Lowy: Stratford City followed on from our success in developing and operating Westfield London on the west side of the city. Our business strategy is to develop iconic, world-class centers in major world markets, as we believe that these sorts of retail assets create substantial franchise value, trade strongly for the retailers occupying space, are appealing to the consumer and are better placed competitively.
We saw a major opportunity to develop this style of iconic mall space in London, particularly at Westfield London. With the major investment the U.K. government has made in infrastructure on the east side of the city, together with the relative undersupply of quality retail space there, we saw Stratford as also providing a key opportunity for an iconic mall in Westfield Stratford City.
REIT: One of the major disruptions in the retail business has been the rise of e-commerce and online retailing? How has this impacted Westfield’s strategy and operations?
Lowy: Our business has faced a number of external competitive threats and pressures over the five decades we have been in this business. Our focus has been to create major retail shopping destinations with strong franchise characteristics and, in particular, retail space that is highly productive for our retail customers.

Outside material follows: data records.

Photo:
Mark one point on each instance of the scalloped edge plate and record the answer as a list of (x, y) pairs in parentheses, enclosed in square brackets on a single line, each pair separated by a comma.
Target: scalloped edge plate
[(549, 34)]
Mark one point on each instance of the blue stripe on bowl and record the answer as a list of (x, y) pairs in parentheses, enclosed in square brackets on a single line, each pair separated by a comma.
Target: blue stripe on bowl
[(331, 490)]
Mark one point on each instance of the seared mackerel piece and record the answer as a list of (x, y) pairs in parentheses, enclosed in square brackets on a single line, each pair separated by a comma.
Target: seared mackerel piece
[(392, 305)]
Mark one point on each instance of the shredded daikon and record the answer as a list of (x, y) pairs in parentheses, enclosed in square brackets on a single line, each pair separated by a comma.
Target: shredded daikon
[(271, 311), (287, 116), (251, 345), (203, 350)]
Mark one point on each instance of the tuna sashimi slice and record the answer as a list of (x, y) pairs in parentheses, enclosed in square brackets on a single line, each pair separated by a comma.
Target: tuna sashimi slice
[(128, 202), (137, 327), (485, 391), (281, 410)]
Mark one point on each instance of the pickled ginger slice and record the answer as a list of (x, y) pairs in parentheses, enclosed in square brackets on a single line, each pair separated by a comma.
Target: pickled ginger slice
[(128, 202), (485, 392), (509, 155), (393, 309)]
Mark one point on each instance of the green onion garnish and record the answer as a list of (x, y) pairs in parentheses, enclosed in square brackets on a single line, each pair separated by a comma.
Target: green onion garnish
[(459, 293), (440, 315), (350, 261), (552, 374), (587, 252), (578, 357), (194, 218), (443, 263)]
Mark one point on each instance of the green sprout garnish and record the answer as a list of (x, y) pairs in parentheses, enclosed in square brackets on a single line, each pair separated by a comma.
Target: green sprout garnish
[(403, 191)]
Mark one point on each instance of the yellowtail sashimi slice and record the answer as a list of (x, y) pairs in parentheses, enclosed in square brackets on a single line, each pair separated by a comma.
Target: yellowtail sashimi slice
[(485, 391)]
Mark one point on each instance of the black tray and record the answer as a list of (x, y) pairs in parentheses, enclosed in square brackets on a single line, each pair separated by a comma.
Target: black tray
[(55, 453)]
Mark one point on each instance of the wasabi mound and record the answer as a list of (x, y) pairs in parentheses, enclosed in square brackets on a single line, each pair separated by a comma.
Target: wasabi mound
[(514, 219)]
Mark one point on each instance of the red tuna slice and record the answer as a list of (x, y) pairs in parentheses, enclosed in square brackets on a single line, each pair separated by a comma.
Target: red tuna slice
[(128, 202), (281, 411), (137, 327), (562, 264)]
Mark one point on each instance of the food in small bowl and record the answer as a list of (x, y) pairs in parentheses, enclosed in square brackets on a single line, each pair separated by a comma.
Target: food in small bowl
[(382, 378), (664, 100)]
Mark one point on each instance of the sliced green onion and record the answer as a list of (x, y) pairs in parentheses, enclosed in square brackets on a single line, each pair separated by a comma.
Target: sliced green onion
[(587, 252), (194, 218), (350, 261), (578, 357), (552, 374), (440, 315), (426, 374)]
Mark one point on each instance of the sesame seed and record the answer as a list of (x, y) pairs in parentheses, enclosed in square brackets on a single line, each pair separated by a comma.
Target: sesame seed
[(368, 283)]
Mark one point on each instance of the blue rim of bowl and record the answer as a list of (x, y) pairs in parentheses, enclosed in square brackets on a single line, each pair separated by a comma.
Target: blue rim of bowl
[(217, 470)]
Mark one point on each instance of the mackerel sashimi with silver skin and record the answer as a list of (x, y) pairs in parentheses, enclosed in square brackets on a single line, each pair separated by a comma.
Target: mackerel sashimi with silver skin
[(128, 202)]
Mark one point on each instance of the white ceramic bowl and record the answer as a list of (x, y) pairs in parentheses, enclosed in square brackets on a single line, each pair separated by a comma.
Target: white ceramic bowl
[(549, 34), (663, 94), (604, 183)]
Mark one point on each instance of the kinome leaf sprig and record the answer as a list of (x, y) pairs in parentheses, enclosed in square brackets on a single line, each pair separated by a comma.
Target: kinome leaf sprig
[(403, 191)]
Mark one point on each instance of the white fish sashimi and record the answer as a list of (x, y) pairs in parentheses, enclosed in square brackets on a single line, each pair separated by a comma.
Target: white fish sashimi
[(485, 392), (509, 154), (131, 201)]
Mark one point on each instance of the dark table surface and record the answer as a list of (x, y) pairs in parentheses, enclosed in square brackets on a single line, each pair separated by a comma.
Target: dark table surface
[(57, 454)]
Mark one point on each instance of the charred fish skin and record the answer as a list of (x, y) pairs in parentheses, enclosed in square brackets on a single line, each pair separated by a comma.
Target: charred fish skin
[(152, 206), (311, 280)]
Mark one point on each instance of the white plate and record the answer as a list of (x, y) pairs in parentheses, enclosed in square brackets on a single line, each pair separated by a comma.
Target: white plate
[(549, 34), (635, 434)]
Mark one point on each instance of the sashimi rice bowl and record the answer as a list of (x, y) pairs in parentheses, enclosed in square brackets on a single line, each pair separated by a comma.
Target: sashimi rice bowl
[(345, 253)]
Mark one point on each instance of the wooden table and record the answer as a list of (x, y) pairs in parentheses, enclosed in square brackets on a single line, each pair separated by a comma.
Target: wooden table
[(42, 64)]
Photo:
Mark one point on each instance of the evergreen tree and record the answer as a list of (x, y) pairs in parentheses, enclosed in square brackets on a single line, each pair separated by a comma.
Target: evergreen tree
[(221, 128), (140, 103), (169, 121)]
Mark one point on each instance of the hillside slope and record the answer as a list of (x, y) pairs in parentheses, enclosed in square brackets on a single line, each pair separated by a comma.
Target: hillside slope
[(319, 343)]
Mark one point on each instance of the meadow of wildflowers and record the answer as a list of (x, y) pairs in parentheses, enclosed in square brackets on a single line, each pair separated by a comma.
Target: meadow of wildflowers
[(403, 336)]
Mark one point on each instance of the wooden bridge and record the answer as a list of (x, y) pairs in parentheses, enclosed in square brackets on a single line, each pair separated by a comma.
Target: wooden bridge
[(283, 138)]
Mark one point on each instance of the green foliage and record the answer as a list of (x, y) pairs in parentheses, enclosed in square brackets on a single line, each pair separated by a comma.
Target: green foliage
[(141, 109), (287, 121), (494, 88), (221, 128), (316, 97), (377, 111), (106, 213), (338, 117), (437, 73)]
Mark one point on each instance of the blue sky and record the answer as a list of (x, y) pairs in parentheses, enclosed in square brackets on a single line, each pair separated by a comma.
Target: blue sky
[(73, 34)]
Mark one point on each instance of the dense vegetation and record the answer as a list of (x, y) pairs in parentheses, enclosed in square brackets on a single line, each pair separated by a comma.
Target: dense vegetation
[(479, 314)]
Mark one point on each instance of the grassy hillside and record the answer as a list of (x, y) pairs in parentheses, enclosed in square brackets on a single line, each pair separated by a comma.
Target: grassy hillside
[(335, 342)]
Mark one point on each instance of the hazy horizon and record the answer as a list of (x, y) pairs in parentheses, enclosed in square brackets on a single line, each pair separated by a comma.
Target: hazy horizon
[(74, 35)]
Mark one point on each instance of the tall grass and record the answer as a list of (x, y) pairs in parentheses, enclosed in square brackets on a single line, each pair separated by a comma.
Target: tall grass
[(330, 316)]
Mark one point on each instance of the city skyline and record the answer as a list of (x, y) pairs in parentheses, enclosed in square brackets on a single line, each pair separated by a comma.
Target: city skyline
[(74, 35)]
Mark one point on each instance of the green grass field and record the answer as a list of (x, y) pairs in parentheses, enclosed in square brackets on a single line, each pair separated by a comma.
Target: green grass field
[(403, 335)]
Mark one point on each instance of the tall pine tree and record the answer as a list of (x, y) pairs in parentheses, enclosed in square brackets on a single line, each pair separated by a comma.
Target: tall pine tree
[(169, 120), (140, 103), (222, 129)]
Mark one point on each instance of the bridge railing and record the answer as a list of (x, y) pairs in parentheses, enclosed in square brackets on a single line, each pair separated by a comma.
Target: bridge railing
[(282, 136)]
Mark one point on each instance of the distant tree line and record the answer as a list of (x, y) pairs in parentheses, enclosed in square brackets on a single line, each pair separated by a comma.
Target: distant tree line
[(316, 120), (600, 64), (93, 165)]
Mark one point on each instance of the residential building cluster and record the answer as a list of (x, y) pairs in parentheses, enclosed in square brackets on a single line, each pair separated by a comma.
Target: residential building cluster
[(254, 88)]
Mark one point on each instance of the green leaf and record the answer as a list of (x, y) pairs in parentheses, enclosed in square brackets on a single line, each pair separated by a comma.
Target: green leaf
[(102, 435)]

We see e-commerce as both a challenge and an opportunity. We continue to focus on strengthening the franchise of our physical assets through our investment in better quality assets with high retailer productivity and the investment in the redevelopment of our portfolio.
We are also involved in the e-commerce space in terms of leveraging the technology to drive consumers to our malls, improve the consumer experience and deliver efficiencies to our retailers. In addition, we are focused on developing strategies that will allow us to participate in online retail in addition to our bricks-and-mortar retail presence. While e-commerce is no doubt a competitive force in today’s retail landscape, the technology has also created opportunities for malls and retailers to build stronger relationships with consumers.
REIT: If you could sum up the Westfield customer experience in one word, what would it be (and why)?
Lowy: Excitement. We are creating environments where the consumer wants to spend time – be it shopping time, leisure time, social time, etc. In order to do so, the consumer needs to be excited to be in our malls.